# Any recommendations on a good quality tv mount that won't break the bank?



## eeclipse16 (Jan 16, 2011)

I have a Samsung 52" LCD tv that I need to mount on my wall but I need to to be able to be pulled out from the wall and to be able to angle side to side. The mount pattern is 400x400 if any one has any experience with quality mounts at a good price please let me know
Sent from Tapatalk.


----------



## trumpet (Nov 14, 2010)

I like Interion wall mounts for a mid-level option. Peerless is my recommendation if you don't mind dropping $200+. What you're looking for is called a full motion articulating wall mount.


----------



## ousooner2 (Jan 6, 2011)

HDMI Cable, Home Theater Accessories, HDMI Products, Cables, Adapters, Video/Audio Switch, Networking, USB, Firewire, Printer Toner, and more!




...you're welcome


----------



## Loudy (Nov 10, 2010)

Parts-express too: 

TV MOUNTS from Parts Express ship same day and come with 45 day money back guarantee.

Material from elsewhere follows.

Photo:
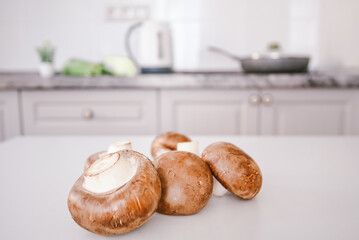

Free Shipping Available. Order free 10,000 product catalog.


----------



## Cruzer (Jul 16, 2010)

Loudy said:


> Parts-express too:
> 
> TV MOUNTS from Parts Express ship same day and come with 45 day money back guarantee. Free Shipping Available. Order free 10,000 product catalog.


x2 this is what i would go with


----------



## DR34M 7H3473R (Feb 25, 2008)

ousooner2 said:


> HDMI Cable, Home Theater Accessories, HDMI Products, Cables, Adapters, Video/Audio Switch, Networking, USB, Firewire, Printer Toner, and more!
> 
> 
> 
> ...


Monoprice is daBOMB!


----------



## toysoldier3646 (Jan 25, 2010)

I 3rd parts-express...got my mount from them for $25 and it is BEEFY lol


----------



## eeclipse16 (Jan 16, 2011)

I ended up getting this one from amazon. It's a cheetah mount and it was only $80 ish shipped.























Sent from my PC36100 using Tapatalk


----------



## Cruzer (Jul 16, 2010)

as long as your happy.

cant believe u passed up a beefy $25 one by a great company though


----------